UAEM abre la puja por el Presupuesto 2027: todos quieren más y la cobija será la misma
La Universidad Autónoma del Estado de Morelos (UAEM) comenzó a colocarse desde ahora entre los principales demandantes de mayores recursos para 2027. En el Congreso ya se analiza la posibilidad de elevar en un punto porcentual su asignación constitucional, del 3.5 al 4 por ciento del presupuesto estatal, mientras la gobernadora Margarita González Saravia ha señalado que para el próximo ejercicio se buscará garantizar a la máxima casa de estudios recursos suficientes durante todo el año y evitar las recurrentes crisis de cierre, particularmente para cubrir salarios y aguinaldos.
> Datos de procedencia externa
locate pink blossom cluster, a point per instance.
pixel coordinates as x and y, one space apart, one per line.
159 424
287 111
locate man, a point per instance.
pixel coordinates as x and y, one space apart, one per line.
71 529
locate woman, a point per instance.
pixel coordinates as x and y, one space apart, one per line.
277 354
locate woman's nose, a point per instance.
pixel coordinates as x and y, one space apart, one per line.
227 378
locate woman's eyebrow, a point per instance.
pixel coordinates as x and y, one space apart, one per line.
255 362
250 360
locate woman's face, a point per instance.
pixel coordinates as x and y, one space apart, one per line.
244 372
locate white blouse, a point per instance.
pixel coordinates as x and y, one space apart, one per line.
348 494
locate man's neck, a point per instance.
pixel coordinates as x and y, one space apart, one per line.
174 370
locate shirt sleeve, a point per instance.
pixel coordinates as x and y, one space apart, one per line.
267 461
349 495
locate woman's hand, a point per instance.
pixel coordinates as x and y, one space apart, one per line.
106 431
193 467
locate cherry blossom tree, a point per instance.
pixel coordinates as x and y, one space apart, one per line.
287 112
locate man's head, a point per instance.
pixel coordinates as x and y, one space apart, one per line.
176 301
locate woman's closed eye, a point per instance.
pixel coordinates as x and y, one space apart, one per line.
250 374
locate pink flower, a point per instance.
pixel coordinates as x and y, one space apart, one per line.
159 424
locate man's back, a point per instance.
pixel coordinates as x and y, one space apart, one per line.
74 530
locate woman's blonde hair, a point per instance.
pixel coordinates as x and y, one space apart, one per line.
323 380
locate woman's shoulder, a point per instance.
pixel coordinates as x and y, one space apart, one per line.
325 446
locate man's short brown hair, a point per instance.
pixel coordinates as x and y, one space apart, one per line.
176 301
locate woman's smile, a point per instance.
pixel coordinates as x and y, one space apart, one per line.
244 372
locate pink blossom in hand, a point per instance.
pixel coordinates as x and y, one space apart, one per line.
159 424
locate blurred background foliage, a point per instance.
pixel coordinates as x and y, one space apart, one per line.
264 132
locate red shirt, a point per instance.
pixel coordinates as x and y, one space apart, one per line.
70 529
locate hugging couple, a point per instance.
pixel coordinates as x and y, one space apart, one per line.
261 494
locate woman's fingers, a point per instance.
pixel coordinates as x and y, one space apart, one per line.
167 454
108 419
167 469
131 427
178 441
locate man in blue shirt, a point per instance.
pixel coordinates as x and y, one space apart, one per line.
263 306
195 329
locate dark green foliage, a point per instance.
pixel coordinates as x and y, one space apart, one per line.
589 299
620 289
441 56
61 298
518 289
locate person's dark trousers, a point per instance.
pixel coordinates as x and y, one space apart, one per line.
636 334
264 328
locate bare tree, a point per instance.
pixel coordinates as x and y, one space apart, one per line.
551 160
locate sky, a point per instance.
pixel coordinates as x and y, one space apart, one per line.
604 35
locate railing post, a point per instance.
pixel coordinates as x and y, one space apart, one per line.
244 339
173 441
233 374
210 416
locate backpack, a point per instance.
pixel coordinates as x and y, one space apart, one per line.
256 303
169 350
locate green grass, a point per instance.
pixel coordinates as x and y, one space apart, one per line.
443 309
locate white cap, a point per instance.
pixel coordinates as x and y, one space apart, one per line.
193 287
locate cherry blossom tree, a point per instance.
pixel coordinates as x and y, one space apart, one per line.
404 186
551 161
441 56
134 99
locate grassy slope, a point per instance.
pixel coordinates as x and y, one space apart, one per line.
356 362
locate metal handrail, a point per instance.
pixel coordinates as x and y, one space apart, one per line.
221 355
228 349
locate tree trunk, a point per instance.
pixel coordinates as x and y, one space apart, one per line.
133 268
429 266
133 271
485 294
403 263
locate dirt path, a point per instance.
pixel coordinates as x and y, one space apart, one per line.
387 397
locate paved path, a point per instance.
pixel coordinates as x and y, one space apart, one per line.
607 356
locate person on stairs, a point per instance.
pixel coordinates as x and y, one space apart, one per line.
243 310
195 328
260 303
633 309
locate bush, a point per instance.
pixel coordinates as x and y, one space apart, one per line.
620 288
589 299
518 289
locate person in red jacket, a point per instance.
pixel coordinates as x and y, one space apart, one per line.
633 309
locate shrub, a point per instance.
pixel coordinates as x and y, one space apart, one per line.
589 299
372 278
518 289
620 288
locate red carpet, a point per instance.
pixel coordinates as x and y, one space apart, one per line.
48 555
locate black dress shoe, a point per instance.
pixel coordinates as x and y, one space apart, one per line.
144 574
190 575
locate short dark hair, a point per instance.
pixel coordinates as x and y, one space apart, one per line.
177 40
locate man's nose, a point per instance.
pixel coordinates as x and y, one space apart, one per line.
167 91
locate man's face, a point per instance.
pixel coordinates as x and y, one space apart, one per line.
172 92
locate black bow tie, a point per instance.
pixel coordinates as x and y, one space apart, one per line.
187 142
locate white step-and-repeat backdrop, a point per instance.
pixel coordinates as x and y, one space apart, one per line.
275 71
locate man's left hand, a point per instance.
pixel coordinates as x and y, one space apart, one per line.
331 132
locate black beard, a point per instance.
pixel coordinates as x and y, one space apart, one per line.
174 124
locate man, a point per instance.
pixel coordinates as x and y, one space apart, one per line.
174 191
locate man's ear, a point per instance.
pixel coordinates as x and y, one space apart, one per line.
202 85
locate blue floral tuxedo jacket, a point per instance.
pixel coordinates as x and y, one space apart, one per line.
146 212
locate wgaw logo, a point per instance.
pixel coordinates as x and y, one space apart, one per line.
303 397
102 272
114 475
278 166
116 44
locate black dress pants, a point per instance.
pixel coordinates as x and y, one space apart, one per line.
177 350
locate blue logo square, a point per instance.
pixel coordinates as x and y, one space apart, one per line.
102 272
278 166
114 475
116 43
La Universidad no parte de cero. Desde 2024 tiene constitucionalmente garantizado el equivalente al 3.5 por ciento del presupuesto total del Gobierno de Morelos, porcentaje que sustituyó al anterior 2.5 por ciento. Para dimensionar el crecimiento, en 2022 recibió 685.6 millones de pesos estatales; en 2023 fueron 889.5 millones y en 2024 la aportación llegó a mil 147.6 millones. Para 2025, la institución reportó recursos por alrededor de mil 300 millones de pesos, de los cuales aproximadamente una quinta parte se destinó a jubilaciones y pensiones. Para 2026, la bolsa estatal se calcula conforme a ese piso constitucional del 3.5 por ciento; la discusión para 2027 pretende llevarla al 4 por ciento, además de los recursos federales que recibe la Universidad.
Pero la UAEM no estará sola frente a la ventanilla presupuestal. Seguridad difícilmente aceptará reducciones ante la crisis de homicidios y extorsiones; Salud requerirá dinero para infraestructura, medicamentos y operación; los municipios buscarán mayores participaciones; el Poder Judicial deberá enfrentar gasto operativo y jubilaciones; el Impepac necesitará financiar el proceso electoral de 2027, y sobre todas las dependencias pesa una factura que continúa creciendo: pensiones y jubilaciones. El propio Gobierno estatal ha adelantado que el Paquete Económico 2027 mantendrá criterios de austeridad, precisamente porque las necesidades crecen mucho más rápido que la disponibilidad de recursos.
El escenario anticipa uno de los mayores jaloneos políticos de finales de año. Dar más dinero a la UAEM puede estar plenamente justificado, pero cada punto adicional deberá tener origen, y el Congreso tendrá que explicar de dónde saldrá sin desvestir seguridad, salud, obra pública u otras obligaciones. El Paquete Económico deberá llegar al Legislativo a más tardar el 15 de noviembre, y para entonces seguramente habrá una larga fila solicitando incrementos. La discusión de fondo no será solamente quién necesita más —porque prácticamente todos dirán necesitarlo—, sino quién puede demostrarlo con números, resultados y prioridades. En el Presupuesto 2027 la cobija volverá a ser corta y habrá demasiadas manos intentando jalarla.